(Closes #3157) Initial implementation of maximal parallel region trans. #3205

LonelyCat124 · 2025-10-31T12:12:13Z

No description provided.

codecov · 2025-10-31T12:23:45Z

Codecov Report

❌ Patch coverage is 93.67089% with 5 lines in your changes missing coverage. Please review.
✅ Project coverage is 99.90%. Comparing base (1144737) to head (d76e988).

Files with missing lines	Patch %	Lines
...r/transformations/maximal_parallel_region_trans.py	92.30%	5 Missing ⚠️

Additional details and impacted files

@@            Coverage Diff             @@
##           master    #3205      +/-   ##
==========================================
- Coverage   99.91%   99.90%   -0.01%     
==========================================
  Files         375      377       +2     
  Lines       53439    53518      +79     
==========================================
+ Hits        53394    53468      +74     
- Misses         45       50       +5

☔ View full report in Codecov by Sentry.
📢 Have feedback on the report? Share it here.

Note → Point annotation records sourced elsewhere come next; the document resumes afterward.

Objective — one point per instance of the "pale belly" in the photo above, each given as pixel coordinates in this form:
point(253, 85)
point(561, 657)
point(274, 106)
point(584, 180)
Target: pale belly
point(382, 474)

🚀 New features to boost your workflow:

❄️ Test Analytics: Detect flaky tests, report on failures, and find test suite problems.

LonelyCat124 · 2025-11-03T10:20:57Z

@MetBenjaminWent Chris said you had some cases worth trying this with as functionality tests?

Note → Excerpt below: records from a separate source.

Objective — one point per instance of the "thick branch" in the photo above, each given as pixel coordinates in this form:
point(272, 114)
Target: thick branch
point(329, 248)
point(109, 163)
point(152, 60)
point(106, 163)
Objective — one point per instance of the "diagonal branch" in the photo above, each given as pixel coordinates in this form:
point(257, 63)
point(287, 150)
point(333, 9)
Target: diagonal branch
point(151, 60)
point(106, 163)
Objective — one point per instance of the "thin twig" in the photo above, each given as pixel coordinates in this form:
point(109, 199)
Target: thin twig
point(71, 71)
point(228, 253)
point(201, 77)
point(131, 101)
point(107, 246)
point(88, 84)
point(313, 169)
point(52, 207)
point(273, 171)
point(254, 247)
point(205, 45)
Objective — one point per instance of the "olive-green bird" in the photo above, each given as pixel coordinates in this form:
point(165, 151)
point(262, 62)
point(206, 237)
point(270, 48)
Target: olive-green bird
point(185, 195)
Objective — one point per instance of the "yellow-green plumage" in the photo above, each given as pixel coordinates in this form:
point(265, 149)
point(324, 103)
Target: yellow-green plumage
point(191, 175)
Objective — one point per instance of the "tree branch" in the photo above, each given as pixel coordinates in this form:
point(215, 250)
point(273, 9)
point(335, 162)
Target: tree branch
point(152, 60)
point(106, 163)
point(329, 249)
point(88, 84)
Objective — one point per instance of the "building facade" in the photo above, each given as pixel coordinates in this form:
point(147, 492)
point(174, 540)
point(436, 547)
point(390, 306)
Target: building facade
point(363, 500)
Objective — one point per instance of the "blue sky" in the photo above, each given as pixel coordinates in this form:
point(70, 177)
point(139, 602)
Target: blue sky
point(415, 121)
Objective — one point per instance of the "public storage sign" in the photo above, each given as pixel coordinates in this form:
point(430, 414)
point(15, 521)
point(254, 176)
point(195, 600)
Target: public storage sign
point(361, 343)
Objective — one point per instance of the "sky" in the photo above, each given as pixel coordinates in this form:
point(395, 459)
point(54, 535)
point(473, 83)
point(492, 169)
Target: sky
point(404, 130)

LonelyCat124 · 2025-11-21T15:17:45Z

The examples I've been give by to look at are:
https://code.metoffice.gov.uk/trac/lfric_apps/browser/main/trunk/science/physics_schemes/source/boundary_layer/bdy_impl3.F90 (simpler one)
https://code.metoffice.gov.uk/trac/lfric_apps/browser/main/trunk/science/physics_schemes/source/boundary_layer/ex_coef.F90 (more complex one)

LonelyCat124 · 2025-11-24T15:15:22Z

Made a bit more progress with this now - there was definitely some missing logic for bdy_impl3 to work.

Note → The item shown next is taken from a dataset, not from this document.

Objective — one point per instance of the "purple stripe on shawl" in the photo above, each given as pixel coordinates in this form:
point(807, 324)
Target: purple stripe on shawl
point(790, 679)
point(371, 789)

One thing that is apparent that applying things in this way means we result in barriers that live outside parallel regions, which should be purged by OMPMinimiseSyncTrans, but currently aren't.

@sergisiso @arporter Am I ok to make that change as part of this PR?

…y on applying inside if/loop nodes

LonelyCat124 · 2025-11-26T13:42:13Z

I fixed the previous issue, and this has raised some other challenges with the cases I receieved from MO.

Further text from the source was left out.